Published in TC Today - Volume 34, No. 2
Mildred Casserino was 21 years old in August 1942 when she stepped out of a car on an empty road in eastern Colorado, just miles from the Nebraska and Wyoming borders, and waited to meet her future.
“It was like that scene in ‘North by Northwest,’ when Cary Grant gets dropped off in the middle of South Dakota,” recalls Casserino, 90, who now goes by her married name, Larsen. “There wasn’t a car or a person in sight.”
It was, perhaps, more like a scene from Grapes of Wrath. Dust storms had ravaged the high plains region and the tiny town of Crook, Colorado, with a population of fewer than 200 people, stood beyond the reach of a federal electrification effort. There were no phones, electric lights or running water. The one utility pole was for telegraph transmission.
“It was hard to believe that this was the U.S.,” Larsen says. What impelled a young girl from Brooklyn to come to such a place? Teachers College—or, more precisely, New College, the undergraduate school that TC had created in 1932 to help regenerate a society ravaged by the Great Depression.

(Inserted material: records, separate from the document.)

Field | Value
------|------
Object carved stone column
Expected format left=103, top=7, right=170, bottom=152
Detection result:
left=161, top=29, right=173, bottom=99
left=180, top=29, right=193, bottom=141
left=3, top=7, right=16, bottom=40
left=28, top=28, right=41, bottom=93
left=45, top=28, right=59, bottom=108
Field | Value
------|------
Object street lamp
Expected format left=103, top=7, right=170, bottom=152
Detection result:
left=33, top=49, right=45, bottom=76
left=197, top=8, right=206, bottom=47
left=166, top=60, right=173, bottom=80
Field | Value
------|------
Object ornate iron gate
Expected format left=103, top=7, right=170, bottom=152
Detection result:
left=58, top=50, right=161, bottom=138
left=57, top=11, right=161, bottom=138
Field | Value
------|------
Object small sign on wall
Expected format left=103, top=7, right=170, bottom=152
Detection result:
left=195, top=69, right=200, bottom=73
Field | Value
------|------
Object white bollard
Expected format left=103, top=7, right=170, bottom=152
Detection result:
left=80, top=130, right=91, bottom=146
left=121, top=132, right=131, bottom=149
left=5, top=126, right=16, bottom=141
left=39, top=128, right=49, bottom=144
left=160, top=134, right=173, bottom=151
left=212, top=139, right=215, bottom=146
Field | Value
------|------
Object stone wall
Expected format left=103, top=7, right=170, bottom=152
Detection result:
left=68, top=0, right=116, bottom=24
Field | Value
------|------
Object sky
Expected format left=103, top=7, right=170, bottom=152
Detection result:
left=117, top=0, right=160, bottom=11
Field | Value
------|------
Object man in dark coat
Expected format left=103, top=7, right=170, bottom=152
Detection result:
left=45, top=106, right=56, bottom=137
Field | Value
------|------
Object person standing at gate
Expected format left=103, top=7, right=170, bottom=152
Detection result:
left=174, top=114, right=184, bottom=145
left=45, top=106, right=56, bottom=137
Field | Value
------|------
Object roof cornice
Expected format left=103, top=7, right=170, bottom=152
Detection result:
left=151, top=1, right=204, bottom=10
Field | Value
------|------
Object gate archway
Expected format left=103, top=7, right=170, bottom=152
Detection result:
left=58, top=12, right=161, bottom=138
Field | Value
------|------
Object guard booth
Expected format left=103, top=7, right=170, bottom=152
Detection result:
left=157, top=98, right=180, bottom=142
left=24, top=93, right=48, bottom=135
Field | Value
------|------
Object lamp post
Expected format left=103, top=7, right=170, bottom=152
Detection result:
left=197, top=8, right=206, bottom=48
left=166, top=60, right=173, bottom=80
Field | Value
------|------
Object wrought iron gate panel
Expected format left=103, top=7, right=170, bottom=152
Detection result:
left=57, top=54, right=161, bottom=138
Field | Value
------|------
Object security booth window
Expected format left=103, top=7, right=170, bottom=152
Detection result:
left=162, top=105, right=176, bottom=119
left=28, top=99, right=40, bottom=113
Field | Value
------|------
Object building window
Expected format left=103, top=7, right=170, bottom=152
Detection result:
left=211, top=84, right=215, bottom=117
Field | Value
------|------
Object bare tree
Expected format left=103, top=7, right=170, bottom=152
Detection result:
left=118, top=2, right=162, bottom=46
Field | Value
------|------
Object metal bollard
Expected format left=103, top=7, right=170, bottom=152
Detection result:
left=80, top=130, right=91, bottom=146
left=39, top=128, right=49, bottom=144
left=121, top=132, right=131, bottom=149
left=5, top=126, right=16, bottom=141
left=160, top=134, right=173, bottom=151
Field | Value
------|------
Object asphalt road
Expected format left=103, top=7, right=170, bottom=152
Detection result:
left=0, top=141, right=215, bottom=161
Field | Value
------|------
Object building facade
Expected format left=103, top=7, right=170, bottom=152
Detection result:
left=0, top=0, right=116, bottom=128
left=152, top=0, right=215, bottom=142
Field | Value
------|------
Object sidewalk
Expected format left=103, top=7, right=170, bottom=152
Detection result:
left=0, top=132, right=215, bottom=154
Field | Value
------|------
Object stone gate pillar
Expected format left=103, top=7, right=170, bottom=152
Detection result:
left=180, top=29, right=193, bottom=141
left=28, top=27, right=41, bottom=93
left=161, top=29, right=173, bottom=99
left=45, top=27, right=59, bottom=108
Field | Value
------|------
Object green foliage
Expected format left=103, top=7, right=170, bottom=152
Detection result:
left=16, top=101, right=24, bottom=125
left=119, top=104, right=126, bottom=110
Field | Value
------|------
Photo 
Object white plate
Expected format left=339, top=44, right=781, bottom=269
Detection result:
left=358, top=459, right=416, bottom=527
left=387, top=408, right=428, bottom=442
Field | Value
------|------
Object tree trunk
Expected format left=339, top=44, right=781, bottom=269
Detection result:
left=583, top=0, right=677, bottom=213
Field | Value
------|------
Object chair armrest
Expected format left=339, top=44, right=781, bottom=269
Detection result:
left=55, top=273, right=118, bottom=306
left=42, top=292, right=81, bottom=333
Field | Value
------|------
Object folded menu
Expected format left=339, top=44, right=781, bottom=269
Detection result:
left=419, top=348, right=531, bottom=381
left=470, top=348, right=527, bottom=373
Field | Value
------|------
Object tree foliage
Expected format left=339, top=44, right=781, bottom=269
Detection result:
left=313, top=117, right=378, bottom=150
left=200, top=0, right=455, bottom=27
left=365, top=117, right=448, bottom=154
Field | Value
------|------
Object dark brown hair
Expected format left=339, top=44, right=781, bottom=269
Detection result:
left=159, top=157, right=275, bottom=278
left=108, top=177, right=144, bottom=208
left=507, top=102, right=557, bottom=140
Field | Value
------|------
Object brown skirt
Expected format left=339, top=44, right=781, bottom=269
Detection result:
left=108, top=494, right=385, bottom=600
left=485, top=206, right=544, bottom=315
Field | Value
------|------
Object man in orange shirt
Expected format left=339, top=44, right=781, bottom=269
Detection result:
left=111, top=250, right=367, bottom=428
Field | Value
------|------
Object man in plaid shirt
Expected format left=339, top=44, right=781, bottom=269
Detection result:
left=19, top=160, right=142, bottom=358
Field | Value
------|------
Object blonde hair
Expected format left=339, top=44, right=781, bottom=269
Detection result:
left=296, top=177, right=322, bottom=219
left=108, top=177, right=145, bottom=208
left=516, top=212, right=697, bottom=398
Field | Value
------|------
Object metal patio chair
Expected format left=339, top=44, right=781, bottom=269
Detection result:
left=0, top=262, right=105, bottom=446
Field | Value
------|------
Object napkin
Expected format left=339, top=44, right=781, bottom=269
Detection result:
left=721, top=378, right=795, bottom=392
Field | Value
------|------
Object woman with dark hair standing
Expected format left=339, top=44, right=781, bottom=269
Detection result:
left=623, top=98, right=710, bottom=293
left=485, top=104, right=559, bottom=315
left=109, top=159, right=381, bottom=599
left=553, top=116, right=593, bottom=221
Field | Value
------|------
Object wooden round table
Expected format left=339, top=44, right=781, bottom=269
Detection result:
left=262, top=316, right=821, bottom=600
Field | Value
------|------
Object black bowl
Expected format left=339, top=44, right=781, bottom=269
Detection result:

The school sent its students to an opening summer boot camp in Appalachia and also required them to spend a year teaching overseas and another year teaching in an industrial setting in order to understand the tribulations of the working poor. Drawn by that mission, Larsen, the only daughter of Italian immigrants who had toiled in factory jobs to send her to college, had enrolled at New College in 1939. But with the advent of World War II, New College could no longer send students abroad, and in 1941, TC closed the school, leaving Mildred Larsen with insufficient field experience to win a teaching job in New York City.
Undaunted, she decided to seek out the field experiences that New College would have given her.
“I desperately wanted to know what it was like to start out as a young worker, struggling to find a job,” she says.
She worked briefly at TC, typing up reports in the psychology department until she had saved $100, and then headed west by train and bus. By the time she reached Denver, her cash was running short, so she decided to stop and look for work. She registered with an agency “but they were suspicious of me because of my last name and because I had darker skin than the people out there—they thought I was Mexican.”
On the Friday before Labor Day weekend, a school in Crook accepted her. She caught a ride back east across the state and started work the following Monday. The school was a one-room shack with no books or paper (Larsen would make the trip to the country seat, Sterling, once a month, to buy both with her own money). There were just seven students, spanning first grade through eighth – the children of migrant workers from Russia, the Ukraine and other countries, several of whom spoke no English and all of whom worked for three hours in the mornings before coming to school. Larsen herself walked several miles to work each day, during the winter in temperatures that dropped to 30 below zero and snow so deep it took all her strength to push her door open in the morning. Upon arriving, she lit a coal stove and cooked breakfast for the students from government rations that, having been picked clean by other schools further east, generally consisted of dried beans.
“I loved it,” she says. “I loved the students, and the people in the town were lovely and generous. The one-room school was very satisfying, because it was like an extended family. The older kids took care of the younger ones.”
She stayed a year before moving back to New York City, now armed with the requisite experience to get a teaching job. Not long afterward, she moved to Paris and spent a year teaching French to children of embassy employees at an American school. (She had majored in the subject at New College and even tutored a fellow student, the Columbia quarterback Sid Luckman, who went on to star with the Chicago Bears in the National Football League.) She moved back to New York again, went to a New College reunion and met Victor Larsen, who had been a senior when she was a freshman. They got married, moved out to Long Island, and she earned a master’s degree at TC and taught in the public schools while he taught at Adelphi University. They never had children, but Mildred worked with so many over the years that she never felt deprived on that score.
Today Larsen lives in Washington State, near the Puget Sound. Victor passed away 24 years ago, but she still stays in touch with a few fellow New College graduates, including Richard Alexander, whose father was the school’s founding dean. Perhaps surprisingly for someone who has led such an adventurous life, she says she doesn’t think she could handle teaching in today’s public schools.
“The problems are so enormous,” she says. “There isn’t enough money to give the children and teachers
what they need.”
what they need.”
That, she says, is why she has chosen to include Teachers College in her will.